唐焱怔怔的看着月影,好半天,差點被震碎的意識體重新清晰起來,圍着半人石像轉了幾圈,勉勉強強從驚魂與恍惚裏回了些神,怔怔自語:“是石像吞了月影?還是石像跟月影融合了?”
“奇了怪了,這石像有點意思哈?”邪祖繞着半人石像轉了一圈又一圈,猶豫了好幾次,小心的用指尖觸碰了下石人部分,又試探了下人形部分。
每次總有怨念和幻境順着指尖噴湧而入,尖鋭的衝擊力直讓他差點就昏厥過去,但更讓他激動亢奮,興致越來越濃。
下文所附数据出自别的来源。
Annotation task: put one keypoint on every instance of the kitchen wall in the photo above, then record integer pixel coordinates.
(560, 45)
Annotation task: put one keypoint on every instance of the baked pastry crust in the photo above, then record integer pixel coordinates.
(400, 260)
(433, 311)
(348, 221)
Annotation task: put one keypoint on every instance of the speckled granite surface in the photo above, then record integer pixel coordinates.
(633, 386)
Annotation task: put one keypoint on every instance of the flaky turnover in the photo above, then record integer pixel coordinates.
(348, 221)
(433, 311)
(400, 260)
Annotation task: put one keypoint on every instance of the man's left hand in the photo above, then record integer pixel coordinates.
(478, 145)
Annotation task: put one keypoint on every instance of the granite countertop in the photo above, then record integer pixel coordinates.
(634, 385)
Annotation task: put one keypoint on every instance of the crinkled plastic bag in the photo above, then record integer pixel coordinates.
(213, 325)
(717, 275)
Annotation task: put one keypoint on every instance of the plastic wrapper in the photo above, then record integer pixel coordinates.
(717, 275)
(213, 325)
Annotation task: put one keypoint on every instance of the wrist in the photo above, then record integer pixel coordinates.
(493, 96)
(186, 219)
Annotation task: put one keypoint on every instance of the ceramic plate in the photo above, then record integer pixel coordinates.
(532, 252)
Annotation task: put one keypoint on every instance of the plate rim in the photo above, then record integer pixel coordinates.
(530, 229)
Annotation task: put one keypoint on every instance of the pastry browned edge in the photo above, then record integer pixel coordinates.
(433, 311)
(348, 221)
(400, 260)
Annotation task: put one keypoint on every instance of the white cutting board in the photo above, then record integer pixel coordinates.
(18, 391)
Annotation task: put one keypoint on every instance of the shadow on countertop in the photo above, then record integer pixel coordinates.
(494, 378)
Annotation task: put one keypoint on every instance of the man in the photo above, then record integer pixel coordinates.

“月影??”唐焱不斷地呼喚,可‘半石人’跪在山頂,保持着祈禱的姿態,並沒有任何回應。
邪祖飄在半空裏,眸光閃爍不定的變幻着。
三生山林恢復了往常的寧靜,古老石山恢復常態。
唐焱頹然的坐在石像面前,徹底傻眼了。
到底什麼情況?誰來告訴我??
“我問你一句,你剛剛有沒有那麼一瞬間……看到這丫頭……嘭……爆了?”邪祖湊過來碰了唐焱一下,在他面前比劃着。
唐焱苦悶頹然,朝着邪祖比劃了箇中指。
“看來我剛剛不是幻覺了,還真爆了?那現在的月影……是死了?還是被吞了?還是跟石像融合了?”邪祖摸着下巴,自言自語的考慮着。
“別以為你是長輩我就不敢翻臉。”唐焱痛苦的晃晃腦袋,悵然看着面前的月影,恍惚之間,萬古獸山的快樂時光重新在眼前浮現,純真的笑容,澄澈的心靈,還有甜美的呼喚,一情一景都是那麼的清晰,那麼的撩撥心靈。
“三生石、輪迴族、九尾天貓、萬古獸山、星辰戰場……”邪祖再次唸叨起之前的疑問,重新審視着面前的奇異半石人像。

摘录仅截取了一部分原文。